A number of issues were identified by the various members of the IVD sector (laboratories, industry and bodies or individuals associated with the IVD sector) during the first two years (July 2010 - July 2012) of the transition period for the new regulatory framework for IVDs.

Issue 1 - Timeframe for valid applications for inclusion in the ARTG

  • Under the original provisions of the new regulatory framework valid applications for inclusion of all commercial IVDs and Class 4 in-house IVDs in the ARTG were required to be lodged with the TGA by 30 June 2014. Any IVDs that did not meet this requirement could not be legally supplied in Australia after this date.
  • Manufacturers of IVDs (both commercial and in-house) were experiencing difficulties providing sufficient documentary evidence to demonstrate compliance with the new requirements resulting in a slower than expected rate of transition to the new framework.
  • Any applications for a TGA CA received late in the transition period may not have been assessed in time to meet the required 30 June 2014 deadline as the legislated timeframe for evaluation of an application for a TGA CA including a design examination is up to 255 TGA working days.
  • Additionally, many in-house IVDs ‘manufactured’ by laboratories are developed by modification of commercial IVDs. Laboratories cannot comply with the requirements until they can ascertain that the commercial IVD on which an in-house IVD is based has, or will be, included in the ARTG.

Issue 2 - Regulatory requirements for Class 4 IVDs and Australian manufactured Class 2 and 3 IVDs

  • Manufacturers of Class 4 IVDs (both commercial and in-house) and Australian manufacturers of Class 2 and 3 IVDs are experiencing difficulties complying with the new regulatory requirements and meeting the associated costs. Commercial industry and laboratories consider that the requirements unnecessarily duplicate work and the high regulatory costs are prohibitive, creating a disincentive to supply products and services in Australia, particularly Class 4 in-house IVDs for donor screening of organ and tissue.
  • Under the new IVD Regulations, any test used for donor screening is considered to be a Class 4 IVD. Laboratories that develop Class 4 in-house IVDs are subject to the same requirements as commercial Class 4 IVDs and will need to obtain TGA CA Certificates for their quality management systems (QMS) and separate certificates for each Class 4 in-house IVD. As part of the application for CA certification, a laboratory must be able to demonstrate that both the Class 4 in-house IVD and the processes used to manufacture it conform to the requirements of the therapeutic goods legislation.
  • Currently in Australia there is a lack of suitable commercial serology IVDs available that are intended for use in screening cadaveric samples from tissue donors for infectious diseases.
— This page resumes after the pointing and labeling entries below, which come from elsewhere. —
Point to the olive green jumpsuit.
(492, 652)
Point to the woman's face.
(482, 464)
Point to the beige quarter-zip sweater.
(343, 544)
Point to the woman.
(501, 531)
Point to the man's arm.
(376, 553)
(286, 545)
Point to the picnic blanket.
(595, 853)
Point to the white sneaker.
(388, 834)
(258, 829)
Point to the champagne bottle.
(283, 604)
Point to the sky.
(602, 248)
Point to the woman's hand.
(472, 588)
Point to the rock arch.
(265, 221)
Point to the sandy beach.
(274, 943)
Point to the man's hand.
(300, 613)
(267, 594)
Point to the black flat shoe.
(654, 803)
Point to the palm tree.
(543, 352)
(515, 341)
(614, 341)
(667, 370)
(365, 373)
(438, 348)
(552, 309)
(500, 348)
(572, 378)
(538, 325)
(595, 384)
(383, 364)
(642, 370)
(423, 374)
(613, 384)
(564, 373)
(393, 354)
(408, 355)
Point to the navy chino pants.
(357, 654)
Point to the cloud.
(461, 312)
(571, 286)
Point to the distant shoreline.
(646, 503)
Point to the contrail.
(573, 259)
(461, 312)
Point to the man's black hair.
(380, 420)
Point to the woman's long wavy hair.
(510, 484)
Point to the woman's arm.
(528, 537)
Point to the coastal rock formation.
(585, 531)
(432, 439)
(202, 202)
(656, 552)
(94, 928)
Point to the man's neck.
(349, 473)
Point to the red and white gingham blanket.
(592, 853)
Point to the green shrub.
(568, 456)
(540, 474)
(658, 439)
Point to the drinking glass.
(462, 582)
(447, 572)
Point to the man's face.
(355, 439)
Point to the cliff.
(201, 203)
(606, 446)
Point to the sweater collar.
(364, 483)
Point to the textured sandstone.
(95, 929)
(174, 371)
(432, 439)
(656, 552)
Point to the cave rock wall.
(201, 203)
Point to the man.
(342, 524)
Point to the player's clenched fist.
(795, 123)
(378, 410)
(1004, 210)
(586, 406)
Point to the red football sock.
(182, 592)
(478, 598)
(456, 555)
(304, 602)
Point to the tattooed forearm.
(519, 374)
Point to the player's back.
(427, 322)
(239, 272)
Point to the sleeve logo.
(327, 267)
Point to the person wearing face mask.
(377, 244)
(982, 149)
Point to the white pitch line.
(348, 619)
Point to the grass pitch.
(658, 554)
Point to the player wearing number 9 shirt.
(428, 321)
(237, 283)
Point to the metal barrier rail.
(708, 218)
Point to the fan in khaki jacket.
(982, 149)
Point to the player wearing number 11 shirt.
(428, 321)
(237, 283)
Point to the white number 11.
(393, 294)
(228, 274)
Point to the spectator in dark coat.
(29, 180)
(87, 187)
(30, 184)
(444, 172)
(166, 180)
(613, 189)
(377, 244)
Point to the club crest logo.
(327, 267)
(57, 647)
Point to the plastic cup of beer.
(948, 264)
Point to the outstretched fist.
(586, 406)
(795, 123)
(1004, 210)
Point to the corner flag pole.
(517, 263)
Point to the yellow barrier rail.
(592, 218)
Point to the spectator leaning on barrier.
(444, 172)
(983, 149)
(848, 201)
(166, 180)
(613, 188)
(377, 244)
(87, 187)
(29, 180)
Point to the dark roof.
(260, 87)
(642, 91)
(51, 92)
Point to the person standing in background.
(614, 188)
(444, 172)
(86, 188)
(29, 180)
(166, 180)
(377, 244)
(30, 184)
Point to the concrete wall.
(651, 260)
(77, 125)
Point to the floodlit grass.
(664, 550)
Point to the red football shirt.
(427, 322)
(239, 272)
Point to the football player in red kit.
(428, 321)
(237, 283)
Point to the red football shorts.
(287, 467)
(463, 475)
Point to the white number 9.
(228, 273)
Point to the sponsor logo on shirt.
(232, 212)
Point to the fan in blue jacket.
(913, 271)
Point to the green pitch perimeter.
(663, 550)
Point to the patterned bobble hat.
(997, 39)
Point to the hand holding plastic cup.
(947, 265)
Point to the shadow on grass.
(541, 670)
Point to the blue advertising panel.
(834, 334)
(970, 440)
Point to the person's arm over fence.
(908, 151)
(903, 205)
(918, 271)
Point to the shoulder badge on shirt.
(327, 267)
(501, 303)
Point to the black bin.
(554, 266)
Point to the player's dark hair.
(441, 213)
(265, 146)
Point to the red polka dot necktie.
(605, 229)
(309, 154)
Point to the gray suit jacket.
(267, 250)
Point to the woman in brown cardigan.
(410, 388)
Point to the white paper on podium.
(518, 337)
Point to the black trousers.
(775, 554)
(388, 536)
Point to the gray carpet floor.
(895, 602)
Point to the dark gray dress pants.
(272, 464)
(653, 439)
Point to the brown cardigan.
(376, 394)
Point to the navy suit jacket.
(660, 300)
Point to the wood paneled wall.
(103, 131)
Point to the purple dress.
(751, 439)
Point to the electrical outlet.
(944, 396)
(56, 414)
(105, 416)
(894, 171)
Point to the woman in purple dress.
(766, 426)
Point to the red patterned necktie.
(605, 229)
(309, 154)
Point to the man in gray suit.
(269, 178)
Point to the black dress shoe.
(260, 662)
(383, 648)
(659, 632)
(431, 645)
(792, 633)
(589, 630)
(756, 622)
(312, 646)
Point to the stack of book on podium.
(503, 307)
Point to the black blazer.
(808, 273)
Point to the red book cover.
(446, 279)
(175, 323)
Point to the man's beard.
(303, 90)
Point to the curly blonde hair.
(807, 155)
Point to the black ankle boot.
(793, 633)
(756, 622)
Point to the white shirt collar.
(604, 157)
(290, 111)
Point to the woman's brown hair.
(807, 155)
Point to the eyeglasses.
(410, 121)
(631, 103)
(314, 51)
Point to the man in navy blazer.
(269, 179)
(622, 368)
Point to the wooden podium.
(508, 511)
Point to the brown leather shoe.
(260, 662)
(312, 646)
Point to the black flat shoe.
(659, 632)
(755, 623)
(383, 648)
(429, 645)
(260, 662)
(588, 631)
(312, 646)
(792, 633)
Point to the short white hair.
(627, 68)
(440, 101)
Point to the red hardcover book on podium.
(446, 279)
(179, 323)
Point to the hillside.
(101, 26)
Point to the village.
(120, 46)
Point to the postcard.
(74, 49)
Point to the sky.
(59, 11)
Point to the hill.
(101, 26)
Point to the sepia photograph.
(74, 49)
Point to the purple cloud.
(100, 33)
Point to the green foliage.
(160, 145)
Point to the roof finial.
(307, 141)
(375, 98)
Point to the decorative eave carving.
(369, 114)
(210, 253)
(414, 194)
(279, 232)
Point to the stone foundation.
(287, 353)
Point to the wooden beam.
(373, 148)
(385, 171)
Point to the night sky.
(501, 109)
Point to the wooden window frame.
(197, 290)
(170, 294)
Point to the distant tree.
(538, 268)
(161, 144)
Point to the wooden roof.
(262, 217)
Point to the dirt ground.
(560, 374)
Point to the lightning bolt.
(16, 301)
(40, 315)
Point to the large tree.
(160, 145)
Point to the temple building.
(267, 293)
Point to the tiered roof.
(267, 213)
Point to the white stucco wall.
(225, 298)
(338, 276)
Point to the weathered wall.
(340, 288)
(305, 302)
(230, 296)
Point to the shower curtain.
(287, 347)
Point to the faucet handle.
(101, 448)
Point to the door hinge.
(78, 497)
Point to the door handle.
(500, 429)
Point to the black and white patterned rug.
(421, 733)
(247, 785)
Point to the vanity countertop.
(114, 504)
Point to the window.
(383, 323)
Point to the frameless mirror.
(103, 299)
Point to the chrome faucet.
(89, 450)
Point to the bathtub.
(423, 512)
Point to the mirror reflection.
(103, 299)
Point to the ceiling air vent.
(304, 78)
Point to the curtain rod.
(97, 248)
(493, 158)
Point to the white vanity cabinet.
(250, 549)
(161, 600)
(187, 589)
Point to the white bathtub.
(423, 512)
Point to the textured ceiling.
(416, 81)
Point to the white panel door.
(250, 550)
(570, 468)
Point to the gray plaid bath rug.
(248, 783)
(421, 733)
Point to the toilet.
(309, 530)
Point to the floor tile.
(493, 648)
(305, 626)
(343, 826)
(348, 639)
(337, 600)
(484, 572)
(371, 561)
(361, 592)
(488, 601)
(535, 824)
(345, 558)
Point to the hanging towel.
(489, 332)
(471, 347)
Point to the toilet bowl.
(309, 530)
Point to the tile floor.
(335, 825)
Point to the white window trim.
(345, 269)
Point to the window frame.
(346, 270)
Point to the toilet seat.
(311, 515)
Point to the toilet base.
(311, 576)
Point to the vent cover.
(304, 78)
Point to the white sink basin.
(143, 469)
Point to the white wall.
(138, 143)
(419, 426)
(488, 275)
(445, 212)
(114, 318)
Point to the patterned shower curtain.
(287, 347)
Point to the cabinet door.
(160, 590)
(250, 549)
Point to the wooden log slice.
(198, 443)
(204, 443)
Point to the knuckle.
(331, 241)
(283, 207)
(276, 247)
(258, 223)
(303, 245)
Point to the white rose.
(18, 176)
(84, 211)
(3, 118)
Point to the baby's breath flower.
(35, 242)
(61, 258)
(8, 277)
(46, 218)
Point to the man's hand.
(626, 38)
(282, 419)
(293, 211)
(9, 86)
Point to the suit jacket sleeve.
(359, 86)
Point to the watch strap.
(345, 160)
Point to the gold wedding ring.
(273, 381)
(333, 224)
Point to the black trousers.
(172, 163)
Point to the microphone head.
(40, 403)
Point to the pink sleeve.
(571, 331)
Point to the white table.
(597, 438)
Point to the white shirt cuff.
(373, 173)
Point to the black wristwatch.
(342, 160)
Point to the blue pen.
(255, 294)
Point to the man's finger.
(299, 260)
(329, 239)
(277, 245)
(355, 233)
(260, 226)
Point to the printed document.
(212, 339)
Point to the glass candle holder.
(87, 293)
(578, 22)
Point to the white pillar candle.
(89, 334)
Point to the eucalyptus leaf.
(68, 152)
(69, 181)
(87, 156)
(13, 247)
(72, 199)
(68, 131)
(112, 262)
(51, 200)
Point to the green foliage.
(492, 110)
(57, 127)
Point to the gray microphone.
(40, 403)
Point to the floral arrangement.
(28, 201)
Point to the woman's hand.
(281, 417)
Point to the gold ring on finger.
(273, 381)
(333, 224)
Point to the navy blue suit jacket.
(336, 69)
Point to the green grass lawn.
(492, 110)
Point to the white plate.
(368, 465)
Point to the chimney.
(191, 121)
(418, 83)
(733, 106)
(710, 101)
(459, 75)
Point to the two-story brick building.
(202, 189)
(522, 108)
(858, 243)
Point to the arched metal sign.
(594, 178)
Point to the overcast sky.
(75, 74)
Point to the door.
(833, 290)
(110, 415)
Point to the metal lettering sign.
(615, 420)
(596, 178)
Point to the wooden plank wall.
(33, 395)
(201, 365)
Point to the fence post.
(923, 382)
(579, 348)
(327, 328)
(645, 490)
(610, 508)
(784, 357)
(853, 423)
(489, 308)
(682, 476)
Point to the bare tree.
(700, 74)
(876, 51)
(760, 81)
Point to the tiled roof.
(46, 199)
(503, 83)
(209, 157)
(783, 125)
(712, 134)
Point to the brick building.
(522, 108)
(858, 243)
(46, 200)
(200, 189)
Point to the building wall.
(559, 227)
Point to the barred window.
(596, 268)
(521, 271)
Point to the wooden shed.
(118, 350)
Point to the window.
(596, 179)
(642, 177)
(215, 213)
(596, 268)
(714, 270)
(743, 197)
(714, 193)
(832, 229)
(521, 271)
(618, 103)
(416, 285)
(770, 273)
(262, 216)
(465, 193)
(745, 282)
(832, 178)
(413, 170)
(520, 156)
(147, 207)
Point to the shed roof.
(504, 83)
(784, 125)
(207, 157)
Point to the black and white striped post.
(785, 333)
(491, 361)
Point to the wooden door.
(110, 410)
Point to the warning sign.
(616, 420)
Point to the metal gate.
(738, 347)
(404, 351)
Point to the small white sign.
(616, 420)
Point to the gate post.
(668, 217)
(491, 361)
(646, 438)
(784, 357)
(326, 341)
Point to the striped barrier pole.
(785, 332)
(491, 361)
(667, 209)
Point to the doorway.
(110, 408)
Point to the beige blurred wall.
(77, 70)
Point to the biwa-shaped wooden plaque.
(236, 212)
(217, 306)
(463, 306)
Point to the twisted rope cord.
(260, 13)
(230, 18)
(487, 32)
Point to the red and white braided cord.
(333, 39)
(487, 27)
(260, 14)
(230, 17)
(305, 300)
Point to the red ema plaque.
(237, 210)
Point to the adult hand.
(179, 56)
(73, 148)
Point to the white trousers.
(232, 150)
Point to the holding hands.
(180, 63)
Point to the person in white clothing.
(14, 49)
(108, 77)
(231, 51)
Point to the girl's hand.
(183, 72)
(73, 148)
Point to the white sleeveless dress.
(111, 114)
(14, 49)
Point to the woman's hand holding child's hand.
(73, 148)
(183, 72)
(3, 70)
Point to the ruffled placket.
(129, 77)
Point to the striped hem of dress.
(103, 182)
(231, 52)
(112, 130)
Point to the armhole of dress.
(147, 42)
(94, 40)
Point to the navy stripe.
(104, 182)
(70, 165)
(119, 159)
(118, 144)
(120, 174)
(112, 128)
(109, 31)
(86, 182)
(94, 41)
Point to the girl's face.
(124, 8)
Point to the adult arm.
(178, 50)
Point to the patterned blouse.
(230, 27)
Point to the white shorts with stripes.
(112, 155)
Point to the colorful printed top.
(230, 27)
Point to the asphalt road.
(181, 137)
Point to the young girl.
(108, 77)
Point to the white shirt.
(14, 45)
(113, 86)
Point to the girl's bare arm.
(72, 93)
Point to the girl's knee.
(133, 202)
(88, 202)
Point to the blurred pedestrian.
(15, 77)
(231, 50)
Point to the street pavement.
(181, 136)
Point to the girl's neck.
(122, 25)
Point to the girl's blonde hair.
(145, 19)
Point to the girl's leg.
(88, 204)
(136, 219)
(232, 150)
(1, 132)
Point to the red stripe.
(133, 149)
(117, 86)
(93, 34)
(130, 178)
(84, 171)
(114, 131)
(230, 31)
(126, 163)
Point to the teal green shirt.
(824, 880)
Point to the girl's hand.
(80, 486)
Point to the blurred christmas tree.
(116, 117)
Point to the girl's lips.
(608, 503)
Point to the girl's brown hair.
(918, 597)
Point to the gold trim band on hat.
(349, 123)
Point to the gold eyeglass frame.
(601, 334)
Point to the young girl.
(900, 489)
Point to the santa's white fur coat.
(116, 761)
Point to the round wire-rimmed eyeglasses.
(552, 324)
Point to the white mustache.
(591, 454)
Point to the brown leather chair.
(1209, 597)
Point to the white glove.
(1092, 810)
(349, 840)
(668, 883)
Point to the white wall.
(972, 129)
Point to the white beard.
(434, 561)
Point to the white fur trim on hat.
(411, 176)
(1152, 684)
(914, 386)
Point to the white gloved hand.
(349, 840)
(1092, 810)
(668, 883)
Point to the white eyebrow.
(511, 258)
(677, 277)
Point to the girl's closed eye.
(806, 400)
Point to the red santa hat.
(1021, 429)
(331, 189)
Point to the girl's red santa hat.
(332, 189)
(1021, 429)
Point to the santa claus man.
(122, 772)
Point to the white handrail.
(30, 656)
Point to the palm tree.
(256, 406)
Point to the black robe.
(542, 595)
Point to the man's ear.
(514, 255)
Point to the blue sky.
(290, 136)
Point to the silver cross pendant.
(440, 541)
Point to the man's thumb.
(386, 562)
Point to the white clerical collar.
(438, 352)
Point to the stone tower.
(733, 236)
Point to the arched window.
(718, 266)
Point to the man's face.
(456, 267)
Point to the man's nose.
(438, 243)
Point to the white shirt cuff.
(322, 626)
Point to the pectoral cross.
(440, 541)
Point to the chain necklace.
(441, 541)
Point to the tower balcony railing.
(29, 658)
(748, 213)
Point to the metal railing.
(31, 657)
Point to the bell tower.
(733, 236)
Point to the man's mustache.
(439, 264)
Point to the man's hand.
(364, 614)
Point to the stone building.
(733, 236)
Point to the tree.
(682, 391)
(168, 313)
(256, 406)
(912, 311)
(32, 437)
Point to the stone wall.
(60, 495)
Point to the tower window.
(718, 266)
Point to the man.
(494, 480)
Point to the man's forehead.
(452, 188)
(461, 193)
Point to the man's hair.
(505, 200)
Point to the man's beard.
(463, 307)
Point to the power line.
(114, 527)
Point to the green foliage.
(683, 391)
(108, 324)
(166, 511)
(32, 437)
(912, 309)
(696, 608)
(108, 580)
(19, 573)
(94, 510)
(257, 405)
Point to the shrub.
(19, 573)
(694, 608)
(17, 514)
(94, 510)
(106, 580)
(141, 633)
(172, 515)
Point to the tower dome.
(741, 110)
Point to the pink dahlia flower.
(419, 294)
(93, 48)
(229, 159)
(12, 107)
To comply with the mandatory donor screening requirements laboratories have developed Class 4 in-house IVDs, by modifying an existing commercial IVD intended for screening live donors, for use on cadaveric samples. Where a suitable commercial alternative is unavailable laboratories have also modified commercial IVDs to perform supplemental donor screening, both live and cadaveric, for additional infectious diseases such as malaria. These are also considered to be Class 4 in-house IVDs. Laboratories modifying commercial IVDs are unable to comply with the requirements for Class 4 in-house IVDs as they have no control over the design and manufacturing processes for the commercial IVD and can only provide technical documentation to support the modification they have made.
  • In addition, certain de novo Class 4 in-house IVDs have been developed by laboratories where a suitable commercial IVD has been unavailable. These are typically low volume but nonetheless critical tests used in very specific circumstances (e.g., Class 4 in-house IVDs to detect very weak or uncommon antigens in blood that could potentially cause a significant transfusion reaction in the recipient). It is proving difficult for laboratories to provide the required technical documentation for these tests as the relative ‘rareness’ of the condition means that there is a lack of suitable specimens available to perform an extensive evaluation.
  • There are approximately 5 eye banks and 30 tissue banks in Australia representing a large proportion of the transplantation sector.4 In 2012 there were 3,843 tissue donors with an increased number of tissue and whole organ donations coming from deceased donors (5% of tissue donations came from deceased donors in 2012).5,6 In the transfusion sector, the Australian Red Cross Blood Service (ARCBS) supplied 801,295 units of donated red blood cells in 2011/2012.7 In addition, there is also an extensive network of cord blood banks in Australia, with the Sydney Cord Blood Bank alone having reportedly collected over 10,000 cord blood units for potential stem cell transplantation.8 Donor screening testing to support these types of facilities and services is provided by the ARCBS and at least 10 other Australian laboratories.
  • These laboratories have indicated that they will be unable to comply with the new regulatory requirements or meet the associated costs for their Class 4 in-house IVDs and as a result may cease to provide donor screening services. There is a threat to the continued supply of Australian blood and other biological products (e.g., donor organs, corneas, bone grafts, heart valve transplants, blood components) for transplantation and transfusion.
  • Tissue from Australian cadaveric donors will possibly be no longer available for transplantation in Australia generating a reliance on tissue products from overseas manufacturers. Under the current Regulations donor screening tests (IVDs) used by overseas manufacturers of tissue products are not required to meet the new IVD regulatory requirements whereas Australian tissue manufacturers must comply. This would disadvantage Australian tissue manufacturers and Australian recipients of donor tissue could be exposed to potentially less regulated overseas manufactured tissue products.
  • The Australian market represents a very small proportion of the global market for IVDs and approximately 95% of commercial IVDs supplied in Australia are manufactured overseas.9 Australian commercial manufacturers of Class 2 and 3 IVDs, the majority of which are small businesses, are required to obtain a TGA CA Certificate for their QMS regardless of whether they already hold CA certification from a European notified body. This imposes an additional regulatory burden and cost on Australian manufacturers who want to supply their products both overseas and within Australia. In comparison, overseas manufacturers of Class 2 and 3 IVDs do not require a TGA CA Certificate and sponsors can supply these products in Australia based on third party CA certification (e.g., from a European notified body).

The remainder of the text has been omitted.